The present invention is not limited to the above embodiments and can be carried out with any modifications made without departure from the spirit of the preset invention. For example, the actuator detection sensor 46 can, based on the light-transmitting time T 1 and the light-shielding time T 3 (duration of a state where the detection portion 49 is shielded from light) of the detection portion 49 , detect the detection position Pt, the second position P 2 , and the first position P 1 . In this case, reference times corresponding to the detection of the detection position Pt, the second position P 2 , and the first position P 1 are stored in advance in the ROM 92 and comparing with those reference times achieves judgment of the position of the actuator 48 .

The present invention is applicable not only to a tandem-type color printer like the one shown in FIG. 1 but also to various types of intermediate transfer type image forming apparatuses in which in image forming portions is arranged above an intermediate transfer belt.
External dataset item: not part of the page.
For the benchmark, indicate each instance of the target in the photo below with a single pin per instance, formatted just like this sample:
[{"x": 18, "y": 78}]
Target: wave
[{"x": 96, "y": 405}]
Such a sheet conveyance device 19 can be incorporated not only in image forming apparatuses but also in the main body of an apparatus including at least two sheet stacking portions from which sheets are fed (for example, a large-capacity sheet storage apparatus that is arranged upstream of an image forming apparatus and that can feed sheets to the image forming apparatus).

INDUSTRIAL APPLICABILITY

The present invention finds applications in apparatuses (such as image forming apparatuses and sheet storage devices) including at least two sheet stacking portions from which sheets are fed. Based on the present invention, it is possible to provide, while suppressing an increase in the manufacturing cost, a sheet conveyance device that can detect whether sheets are stacked on one of the sheet stacking portions and whether a sheet is conveyed from the other sheet stacking portion.